First, consider development teams. On a development team, engineers are largely interchangeable. They may work on different features, but they generally share the same stack: programming language, frameworks, build system. Onboarding still takes time because the stack can be complex, and business logic and codebase history do not transfer overnight. But once a developer understands the basics of the stack and the business logic, they can usually step into a teammate’s work without much friction.
Infrastructure teams are quite different. Instead of converging on a single stack, an infrastructure team manages a portfolio of products that often have nothing in common with each other. I am not claiming the work is harder than development – only that it is structurally more heterogeneous, and that heterogeneity is what makes knowledge so hard to share.

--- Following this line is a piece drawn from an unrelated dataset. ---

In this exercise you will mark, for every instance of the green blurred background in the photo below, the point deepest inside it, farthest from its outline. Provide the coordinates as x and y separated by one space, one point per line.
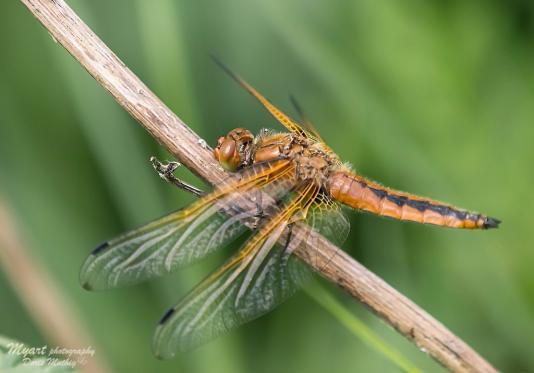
434 97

For instance, I once worked on a team that had to support both Linux and mainframe operating systems – two completely different worlds, demanding completely different engineer profiles. A Linux specialist and a mainframe operator could sit next to each other every day and never be able to cover for one another. I saw the same pattern leading an SAP infrastructure team. The stack spanned database administrators, NetWeaver experts, BASIS specialists, integration engineers (PI/PO), and identity management administrators – five specialties under one team, with almost no overlap between them. IDM in particular runs on a weird workflow engine – even a senior SAP BASIS engineer needs weeks of ramp-up before they can touch it.
So how to fight that? There is no silver bullet, but three practices have made a difference on my teams: encouraging documentation, rotating engineers through incident handling, and automating whatever can be automated. None of them eliminates the heterogeneity – they just keep knowledge flowing in the room.
First, pick one documentation tool and stick with it. A Git repository is often enough, but a SharePoint site, Confluence, or any other wiki works too. When you migrate content from old tools, take the opportunity to update what is outdated along the way. If a document is not worth updating right now, link to it from the new tool and mark it for future review. The engineer must document – it does not need to be perfect, but they need to take responsibility for writing.
Within documentation, separate playbooks (high-level tutorials) from runbooks (very detailed scripts) and technical reports. Within each type, categorize by technology or subject, so engineers can quickly find what they need. The playbook explains what to do. The runbook explains how to do it. Generally, a runbook can be reused in multiple playbooks. Finally, use technical reports to gather context or to write more complex settings that engineers need to understand the infrastructure.
Next, rotate engineers through incident handling. Incident handling is a natural opportunity for engineers to run simple tasks, test their access, and become familiar with the playbooks and runbooks of another specialty. A BASIS specialist, for instance, can learn to free disk space on a Linux server – or know which team to escalate to – without changing their day-to-day role. Incidents also force engineers to talk across specialties to resolve the problem – and because incidents are shorter and more contained than projects, that communication often happens and stays focused.
Finally, automate! Prefer tools like Ansible that describe each task declaratively, so the playbook itself becomes runnable documentation. Moreover, engineers can extend and reuse those automations, which spreads both the work and the knowledge across the team. Once a procedure lives in code, it stops walking out the door with the engineer who knew it.
Together, these practices make the team less fragile. Documentation captures what people know; rotation gives them chances to learn from each other; automation lets the system remember, so engineers do not have to.